Cláudio Manuel da Costa

"Glauceste Saturno"

Obras Poéticas - Soneto

XCVIII 

Destes penhascos fez a natureza 
O berço em que nasci: oh! quem cuidara 
Que entre penhas tão duras se criara 
Uma alma terna, um peito sem dureza! 

Amor, que vence os tigres, por empresa 
Tomou logo render-me; ele declara 
Contra o meu coração guerra tão rara, 
Que não me foi bastante a fortaleza. 

Por mais que eu mesmo conhecesse o dano, 
A que dava ocasião minha brandura, 
Nunca pude fugir ao cego engano: 

Vós, que ostentais a condição mais dura, 
Temei, penhas, temeis, que Amor tirano, 
Onde há mais resistência, mais se apura. 

XIV 

Quem deixa o trato pastoril amado 
Pela ingrata, civil correspondência, 
Ou desconhece o rosto da violência, 
Ou do retiro a paz não tem provado. 

Que bem é ver nos campos trasladado 
No gênio do Pastor, o da inocência! 
E que mal é no trato, e na aparência 
Ver sempre o cortesão dissimulado! 

Ali respira amor, sinceridade; 
Aqui sempre a traição seu rosto encobre; 
Um só trata a mentira, outro a verdade. 

Ali não há fortuna que soçobre; 
Aqui quanto se observa, é variedade: 
Oh ventura do rico! Oh bem do pobre! 


LXXXII 

Já rompe, Nise, a matutina Aurora 
O negro manto, com que a noite escura, 
Sufocando do Sol a face pura 
Tinha escondido a chama brilhadora. 

Que alegre, que suave, que sonora 
Aquela fontezinha aqui murmura! 
E nestes campos cheios de verdura 
Que avultado o prazer tanto melhora! 

Só minha alma em fatal melancolia, 
Por te não poder ver, Nise adorada, 
Não sabe inda, que coisa é alegria; 

E a suavidade do prazer trocada,
Tanto mais aborrece a luz do dia,
Quanto a sombra da noite mais lhe agrada.

XIII

Nise?
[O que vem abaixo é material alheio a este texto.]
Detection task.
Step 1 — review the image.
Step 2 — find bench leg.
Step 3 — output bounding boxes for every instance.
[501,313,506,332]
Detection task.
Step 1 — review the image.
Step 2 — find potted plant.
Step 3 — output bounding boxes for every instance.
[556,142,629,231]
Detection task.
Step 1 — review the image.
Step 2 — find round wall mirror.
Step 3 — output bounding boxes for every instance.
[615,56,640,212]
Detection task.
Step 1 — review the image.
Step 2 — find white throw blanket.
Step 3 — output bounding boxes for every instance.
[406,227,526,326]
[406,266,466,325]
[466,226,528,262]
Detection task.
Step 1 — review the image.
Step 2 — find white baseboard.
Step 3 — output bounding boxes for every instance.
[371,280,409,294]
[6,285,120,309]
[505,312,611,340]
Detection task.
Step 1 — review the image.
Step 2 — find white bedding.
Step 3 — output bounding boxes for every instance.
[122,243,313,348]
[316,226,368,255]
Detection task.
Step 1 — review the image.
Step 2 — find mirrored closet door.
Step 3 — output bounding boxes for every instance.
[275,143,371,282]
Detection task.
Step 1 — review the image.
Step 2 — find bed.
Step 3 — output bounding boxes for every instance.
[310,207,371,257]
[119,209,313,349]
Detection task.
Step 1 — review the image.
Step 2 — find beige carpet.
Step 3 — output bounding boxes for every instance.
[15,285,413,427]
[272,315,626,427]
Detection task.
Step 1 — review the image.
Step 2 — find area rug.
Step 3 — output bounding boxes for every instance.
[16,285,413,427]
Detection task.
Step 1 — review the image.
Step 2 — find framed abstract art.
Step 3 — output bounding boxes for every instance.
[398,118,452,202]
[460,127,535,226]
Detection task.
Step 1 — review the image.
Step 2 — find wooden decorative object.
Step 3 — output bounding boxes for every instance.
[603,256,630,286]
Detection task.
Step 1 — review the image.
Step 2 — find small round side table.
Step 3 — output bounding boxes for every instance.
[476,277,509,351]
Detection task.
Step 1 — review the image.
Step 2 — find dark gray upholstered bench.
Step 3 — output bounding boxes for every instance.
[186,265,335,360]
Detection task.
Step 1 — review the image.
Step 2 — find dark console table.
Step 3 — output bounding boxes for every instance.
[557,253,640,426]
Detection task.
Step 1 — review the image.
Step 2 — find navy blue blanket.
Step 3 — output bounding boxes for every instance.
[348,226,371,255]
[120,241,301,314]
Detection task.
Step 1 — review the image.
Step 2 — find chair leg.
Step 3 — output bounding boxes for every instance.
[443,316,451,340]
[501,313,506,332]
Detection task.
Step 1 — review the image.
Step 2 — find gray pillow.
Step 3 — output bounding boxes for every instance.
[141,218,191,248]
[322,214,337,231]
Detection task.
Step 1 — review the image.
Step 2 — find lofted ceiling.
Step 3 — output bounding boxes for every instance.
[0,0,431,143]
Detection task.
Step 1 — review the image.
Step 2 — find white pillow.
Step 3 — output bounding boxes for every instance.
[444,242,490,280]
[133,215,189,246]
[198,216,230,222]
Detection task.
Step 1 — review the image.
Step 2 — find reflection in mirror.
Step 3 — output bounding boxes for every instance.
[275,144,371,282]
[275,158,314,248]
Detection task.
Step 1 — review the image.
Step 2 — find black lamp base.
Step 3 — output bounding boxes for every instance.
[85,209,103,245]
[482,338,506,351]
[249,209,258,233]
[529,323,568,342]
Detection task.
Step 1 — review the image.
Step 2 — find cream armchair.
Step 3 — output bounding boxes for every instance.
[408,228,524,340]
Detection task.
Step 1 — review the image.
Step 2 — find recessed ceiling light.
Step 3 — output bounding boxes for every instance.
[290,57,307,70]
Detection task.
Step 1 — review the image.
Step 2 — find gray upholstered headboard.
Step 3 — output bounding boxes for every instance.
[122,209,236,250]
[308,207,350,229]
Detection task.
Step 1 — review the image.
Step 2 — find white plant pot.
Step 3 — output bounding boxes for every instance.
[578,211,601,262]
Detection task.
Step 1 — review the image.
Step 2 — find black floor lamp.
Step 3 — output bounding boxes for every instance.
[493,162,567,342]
Nise? onde estás? Aonde espera
Achar-te uma alma, que por ti suspira;
Se quanto a vista se dilata, e gira,
Tanto mais de encontrar-te desespera!

Ah! se ao menos teu nome ouvir pudera
Entre esta aura suave, que respira!
Nise, cuido, que diz; mas é mentira.
Nise cuidei que ouvia; e tal não era.

Grutas, troncos, penhascos de espessura,
Se o meu bem, se a minha alma em vós se esconde,
Mostrai, mostrai-me a sua formosura.

Nem ao menos o eco me responde!
Ah! como é certa a minha desventura!
Nise? Nise? onde estás? aonde? aonde?